Abstract

THE 400th anniversary of Shakespeare’s death was marked by an unusually high volume of publications and other festive events. The academic community, more attuned than ever to the importance of ‘impact’ was no exception, but Emma Smith’s Shakespeare’s First Folio, and John Kerrigan’s Shakespeare’s Binding Language, though timely, and different in their objectives, are the fruits of an accumulation of scholarly research and deliberation. Both combine a commitment to an ‘historical’ Shakespeare with a confident awareness of current intellectual debates. Smith sets out to produce what she calls ‘a cultural biography’ that involves a linking of ‘the interest in the material lives of books as objects’ with ‘more interpretative histories of literary reception’ (20). The book as object is, as Smith rightly observes, a commodity, and she invokes the Maussian theory of the gift to explain marks in particular copies as evidence of that process.

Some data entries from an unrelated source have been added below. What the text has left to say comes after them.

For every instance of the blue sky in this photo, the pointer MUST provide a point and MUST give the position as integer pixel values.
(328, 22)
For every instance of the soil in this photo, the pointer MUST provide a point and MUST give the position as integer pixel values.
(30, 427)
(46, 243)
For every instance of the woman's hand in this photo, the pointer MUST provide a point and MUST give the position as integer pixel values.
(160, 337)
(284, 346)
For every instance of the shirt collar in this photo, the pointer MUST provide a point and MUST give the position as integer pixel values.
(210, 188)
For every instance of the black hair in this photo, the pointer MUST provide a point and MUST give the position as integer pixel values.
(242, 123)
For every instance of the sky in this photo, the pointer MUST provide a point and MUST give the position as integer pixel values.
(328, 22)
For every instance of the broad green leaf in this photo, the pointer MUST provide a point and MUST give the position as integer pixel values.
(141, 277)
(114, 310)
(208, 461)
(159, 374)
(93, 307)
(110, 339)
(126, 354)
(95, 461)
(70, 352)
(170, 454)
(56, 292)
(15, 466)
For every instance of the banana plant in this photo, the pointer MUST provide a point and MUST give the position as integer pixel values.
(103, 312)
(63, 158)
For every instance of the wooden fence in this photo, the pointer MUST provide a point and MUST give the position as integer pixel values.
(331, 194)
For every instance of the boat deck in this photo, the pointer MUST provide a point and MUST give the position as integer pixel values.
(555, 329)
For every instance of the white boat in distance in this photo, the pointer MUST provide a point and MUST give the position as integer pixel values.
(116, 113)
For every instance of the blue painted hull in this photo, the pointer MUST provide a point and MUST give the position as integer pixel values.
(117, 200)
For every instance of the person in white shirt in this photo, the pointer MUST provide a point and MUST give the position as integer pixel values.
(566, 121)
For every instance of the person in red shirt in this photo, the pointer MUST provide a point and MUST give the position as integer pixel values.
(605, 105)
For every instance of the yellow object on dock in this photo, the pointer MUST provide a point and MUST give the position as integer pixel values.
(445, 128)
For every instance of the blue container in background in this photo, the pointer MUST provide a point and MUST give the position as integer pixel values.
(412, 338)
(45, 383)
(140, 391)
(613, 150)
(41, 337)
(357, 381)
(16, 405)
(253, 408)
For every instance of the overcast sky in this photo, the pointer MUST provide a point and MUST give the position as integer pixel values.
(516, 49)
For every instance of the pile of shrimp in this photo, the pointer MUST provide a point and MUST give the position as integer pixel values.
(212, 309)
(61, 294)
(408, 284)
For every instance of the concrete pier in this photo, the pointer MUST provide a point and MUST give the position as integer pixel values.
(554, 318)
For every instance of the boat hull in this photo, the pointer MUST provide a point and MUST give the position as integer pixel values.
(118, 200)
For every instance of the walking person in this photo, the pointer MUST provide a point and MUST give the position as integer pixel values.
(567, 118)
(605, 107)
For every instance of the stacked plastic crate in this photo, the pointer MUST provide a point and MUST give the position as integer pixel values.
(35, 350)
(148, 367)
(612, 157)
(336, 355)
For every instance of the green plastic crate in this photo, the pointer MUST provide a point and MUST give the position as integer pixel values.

The result is a history of the political process of fetishization of an iconic object whose passage through time she proceeds to ‘anatomise’. Her aim ‘is always to contextualise the material Shakespeare’ (23) and this necessarily involves teasing out its passage through its four-century cultural history of quirky readers of particular copies. In addition to her five important themes of ‘owning, reading, decoding, performing and perfecting’ (21) that form the substance of Chapters 2–5, Smith also begins with the puzzle over ‘the many ways in which an object that is not particularly rare came to be so uniquely important to individuals, institutions, and nations’ (23). Her lively introductory chapter, ‘Sir Edward Dering Goes Shopping’, offers the first of a series of exemplary owner/readers whose documented bibliophilic interests and commitment to theatre performance make him an ideal starting point. His purchase of a First Folio ‘makes a statement about his intellectual, cultural, and political priorities, the networks he aspired to join, the person he wanted to become’, demonstrating from its earliest existence ‘a text in animated conversation with a range of adjacent ideological concerns’ (7).